Ryanair raised its forecast for annual profit nearly 20% Monday because of a surge in its winter reservations and announced it would lower fares by as much as 10% over the coming year to take additional market share from its struggling air carrier rivals.
This improved profit guidance comes after the largest discount-carrier in Europe slashed its fees, boosted its budget for marketing and improved its Internet site after outspoken CEO Michael O’Leary admitted an excess in cost cutting was beginning to scare away customers.
The airline now says it profit after taxes for the one-year period ending in March of 2015 will be 750 million euros to 770 million euros, which was up from the forecast previously of 620 million euros to 650 million. It was ahead of estimates by analysts of 694 million euros equal to $867 million.
CEO O’Leary said the company enjoyed a bumper six months and guidance had to be boosted as the visibility became clearer for the second six months.
It said it was simply a matter of keeping low prices and improving service.
Ryanair shares increased by 9% on Monday morning and is 36% higher over the last 12 months. easyJet its rival was up over 2.5% in early trading as well.

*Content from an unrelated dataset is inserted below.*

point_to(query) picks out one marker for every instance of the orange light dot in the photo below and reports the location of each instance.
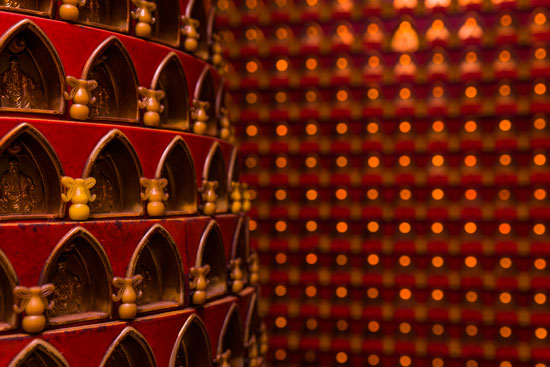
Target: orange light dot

The sale of more than 2 million tickets than had been planned for winter travel, will consolidate the position of the Irish airline as the largest air carrier in Europe by numbers of passengers, boosting it numbers of the year to 89 million or over 8.5% more than the previous year.
The discount carrier said it was planning to cut its fares by as much as 5% over the next three months through December and by 10% for the three months starting next year.
The new fare for business class unveiled during the summer, which allows users to receive an array of perks for just 50 euros more, is expected to drive bookings in the usually weaker winter season, said O’Leary.